Ladislaus Baron Pilars de Pilar (Władysław Pilars de Pilar, Opatówek, 3 March 1874 - Chorzów, 22 November 1952) was a Polish poet, historian, entrepreneur and a literature professor at the University of Warsaw.

==Biography==
He was a son of Edward Gustaw Pilars (born in Opatówek in 1834, died in 1905), an accountant in Adolf Gottlieb Fiedler's cloth factory, and Ewa Grzankowska. He was member of Pilar de Pilars family of Spanish origin, from Zaragoza. Ladislaus married Antonia Freiin von Oer (1872–1946), who was a court lady of the princess of Mecklenburg - Antoinette, Tsar Nicholas II's cousin. Antonia Oer's father, Friedrich Reichsfreiherr von Oer, was chamberlain of prince Charles II. Isenburg-Birstein (1838–1899). Ladislaus and Antonia had three children: Eduard, Antoinette and Gabriel. His son Gabriel married 1935 Anna Herrin und Gräfin von Stubenberg.

Ladislaus Baron Pilars de Pilar graduated in engineering in Berlin and was also running a factory for safes in Warsaw. He was a literature professor at the Warsaw University and the vice-president of the Poetry Association and the vice-president of the Shakespeare Association in Poland.

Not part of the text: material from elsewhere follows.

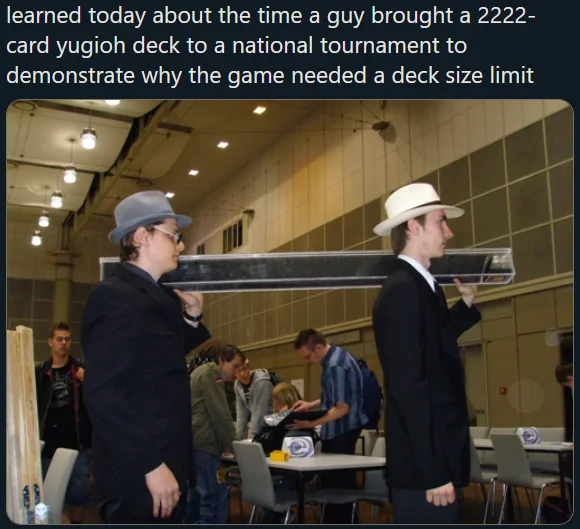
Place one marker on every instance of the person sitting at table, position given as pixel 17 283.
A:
pixel 284 396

He was a poet, the author of Tragedia ("The Tragedy"), a hexametric poem dedicated to Napoleon Bonaparte, the French Emperor. The book, illustrated by Zygmunt Grabowski, was published in 1927. The poem was also translated into English, French and German. Other pieces by Ladislaus Pilars de Pilar include Symfonia Bałtyku ("The Baltic Symphony"), a poem written in Polish, French and English.

After his factory in Warsaw was burned by revolutionists in 1906, his family moved to the German Empire. However, Władysław stayed in Congress Poland. He passed his youth and his early years in Opatówek and moved then to Struga Street in Warsaw. He eventually died on 22 November 1952 in Chorzów.